Proposals may address any area of human spaceflight history related to the 1961/1981 theme. Proposals should be relatively brief (1-2 page abstracts would be fine) and should include a c.v. Proposals are due by 15 October 2010, with a decision made about selection for presentation by 31 December 2010.

Please send proposals to: Roger D. Launius (launiusr at si.edu) and/or Steve Garber (stephen.j.garber at nasa.gov)

Free Online Professional Development Courses for Teachers

NASA’s Learning Environments and Research Network and the Georgia Institute of Technology have teamed up to create the ePDN, a new initiative dedicated to preparing K-12 teachers to engage their students in STEM (science, technology, engineering and mathematics) through the use of NASA-developed learning materials and resources.

If you are looking for a way to enhance your instructional skills, meet your professional development goals, or find new and exciting resources to use in your learning environments, apply to one of our free courses today!

Applications are now open for courses starting this fall:

Observations, Experiments & Two Variable Data — This course will help teachers implementing the new Common Core high school math standards to brush up on statistics content. Participants will examine two-variable data relationships using scatter plots, time series and two-way tables.
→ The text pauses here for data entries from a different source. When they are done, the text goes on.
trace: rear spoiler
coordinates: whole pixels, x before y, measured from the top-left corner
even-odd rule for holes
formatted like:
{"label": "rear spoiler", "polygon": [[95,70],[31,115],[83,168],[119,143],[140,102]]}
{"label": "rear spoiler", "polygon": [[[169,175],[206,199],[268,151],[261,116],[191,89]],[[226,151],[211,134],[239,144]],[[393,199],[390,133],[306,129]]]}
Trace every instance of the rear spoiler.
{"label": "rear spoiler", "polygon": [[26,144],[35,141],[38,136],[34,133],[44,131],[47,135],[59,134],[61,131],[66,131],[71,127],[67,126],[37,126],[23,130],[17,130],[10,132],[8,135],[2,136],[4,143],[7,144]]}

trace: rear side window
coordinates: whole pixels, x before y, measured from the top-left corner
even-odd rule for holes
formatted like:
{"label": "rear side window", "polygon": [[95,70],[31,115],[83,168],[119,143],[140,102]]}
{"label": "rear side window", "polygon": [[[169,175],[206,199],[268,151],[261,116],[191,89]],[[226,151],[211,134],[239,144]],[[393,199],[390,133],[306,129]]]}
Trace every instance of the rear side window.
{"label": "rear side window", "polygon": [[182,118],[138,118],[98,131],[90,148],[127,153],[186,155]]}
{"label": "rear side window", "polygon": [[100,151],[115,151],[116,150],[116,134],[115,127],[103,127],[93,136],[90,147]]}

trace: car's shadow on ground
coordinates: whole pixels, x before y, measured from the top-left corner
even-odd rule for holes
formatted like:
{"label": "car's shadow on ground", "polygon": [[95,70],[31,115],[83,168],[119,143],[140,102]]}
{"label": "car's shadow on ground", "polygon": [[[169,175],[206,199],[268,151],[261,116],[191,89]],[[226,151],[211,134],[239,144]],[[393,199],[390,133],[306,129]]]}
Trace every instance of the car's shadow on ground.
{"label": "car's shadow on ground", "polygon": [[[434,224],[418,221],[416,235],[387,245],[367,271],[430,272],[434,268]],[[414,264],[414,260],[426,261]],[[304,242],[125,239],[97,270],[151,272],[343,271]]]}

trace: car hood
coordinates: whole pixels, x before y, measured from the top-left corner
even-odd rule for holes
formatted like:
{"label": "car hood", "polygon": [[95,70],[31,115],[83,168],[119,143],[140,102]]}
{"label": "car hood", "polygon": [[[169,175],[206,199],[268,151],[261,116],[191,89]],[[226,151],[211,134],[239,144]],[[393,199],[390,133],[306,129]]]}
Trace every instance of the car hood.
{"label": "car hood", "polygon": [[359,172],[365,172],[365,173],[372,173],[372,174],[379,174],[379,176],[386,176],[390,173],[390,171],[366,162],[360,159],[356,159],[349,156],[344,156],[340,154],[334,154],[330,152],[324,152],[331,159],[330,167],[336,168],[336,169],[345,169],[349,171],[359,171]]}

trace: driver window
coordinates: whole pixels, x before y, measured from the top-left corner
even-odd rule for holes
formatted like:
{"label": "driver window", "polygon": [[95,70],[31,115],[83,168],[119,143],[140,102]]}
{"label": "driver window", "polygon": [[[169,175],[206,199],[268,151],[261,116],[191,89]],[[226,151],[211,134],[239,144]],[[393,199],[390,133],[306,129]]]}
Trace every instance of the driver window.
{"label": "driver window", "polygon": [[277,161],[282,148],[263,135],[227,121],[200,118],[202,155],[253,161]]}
Attention will be given to measuring the strength of association, modeling of associations and explaining variability. The target audience is high school mathematics teachers without AP statistics backgrounds.

Getting Started in Robotics — During this first course in the Using Robotics to Enhance STEM Learning, participants will learn how to program the LEGO NXT Mindstorms robot. Participants will become familiar with LEGO vocabulary and parts of the LEGO Mindstorms kit as they build structural components of a robot and use math, science and engineering principles to design, build, test and operate their robots.

Vodcasts — In this course, participants will learn how to use audio and video editing tools to create new content for vodcasts that can be used in classroom lessons or created by their students. Participants will create vodcasts using NASA materials and resources.